The judge told the attorneys to get back to him about those matters by May 13.

Under the proposed settlement, Southern would pay $350,000 and Farrell $50,000 to the class of residents represented in the case. The money would be paid into a court account, and then used only “to benefit the class” after some later order from Copenhaver.



Exact plans for the money have not been made clear in court documents, hearings or a public notice to the class members.

In arguing for approval of the deal, lawyers for the residents had said one reason to do so was that Southern and Farrell “are unlikely to be able to pay the large compensatory damage award” that could be assessed if the case went to trial.

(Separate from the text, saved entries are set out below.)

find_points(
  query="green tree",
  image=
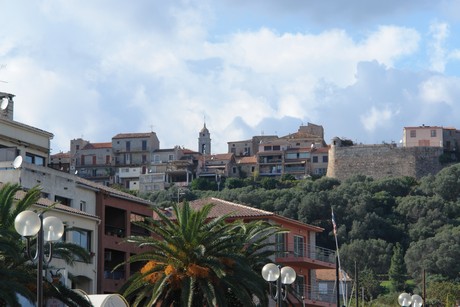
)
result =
(233, 183)
(193, 261)
(18, 273)
(397, 273)
(437, 255)
(373, 253)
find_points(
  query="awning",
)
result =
(108, 300)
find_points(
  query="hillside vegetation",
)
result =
(417, 223)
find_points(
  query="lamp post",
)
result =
(49, 229)
(406, 300)
(282, 276)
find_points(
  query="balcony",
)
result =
(312, 295)
(314, 256)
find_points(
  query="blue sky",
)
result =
(361, 69)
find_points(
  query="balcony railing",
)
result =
(305, 251)
(313, 293)
(114, 231)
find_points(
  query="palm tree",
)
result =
(192, 260)
(18, 273)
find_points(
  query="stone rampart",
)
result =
(386, 160)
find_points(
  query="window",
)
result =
(81, 237)
(34, 159)
(127, 158)
(83, 205)
(299, 285)
(280, 243)
(322, 287)
(299, 246)
(63, 200)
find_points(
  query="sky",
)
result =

Kevin Thompson, a lawyer for the residents and businesses, had said in a court filing that Southern - who would not share his financial records with the plaintiffs - is in a “relatively secure financial position,” but that his “day to day responsibilities” for the operation of the Elk River facility “appeared limited,” compared to Farrell and “others who worked at the site daily.”

Thompson said Farrell’s financial position “was utterly decimated” by the spill and by his need to pay criminal defense lawyers and respond to civil cases filed after the incident.

The settlements with Southern and Farrell also involved both men giving up their effort to have Freedom’s insurance company fund their legal costs in lawsuits and criminal cases, a move that allowed more than $3 million to be obtained from AIG Insurance for use in paying leak claims in Freedom’s bankruptcy and on the cleanup of the company’s Etowah River Terminal on the Elk, where the spill occurred.

Thompson said the settlement with Southern and Farrell was needed to ensure a speedy and appropriate cleanup of the Freedom site.

Copenhaver said civil cases against Southern and Farrell are likely strong, given that each man pleaded guilty to criminal charges related to the spill. Southern and Farrell are currently incarcerated, serving 30-day sentences ordered by U.S. District Judge Thomas Johnston.

Copenhaver, though, said he had seen “no evidence” to support the claims about Farrell’s finances being in such bad shape.

Mike Carey, Farrell’s lawyer, told the judge that Farrell made about $3 million from the sale in December 2014 of Freedom’s operations to Chemstream, a Pennsylvania company that owned the site of the spill the following month. He said Farrell owed about $1 million in tax debt, and while he had been making $300,000 a year, he was unable to get other work after the spill.

Carey said legal work for Farrell has run through most of “several hundred thousand dollars” in retainer. He said Farrell can’t afford ongoing legal expenses for civil cases, although he has some assets, such as cars and a home.

Copenhaver said he wants more documentation and answers about Farrell’s finances. Also, the judge told Carey and Southern’s lawyer, Bob Allen, to do more research to see what other spill lawsuits the men had been named in and see if those potentially could be settled.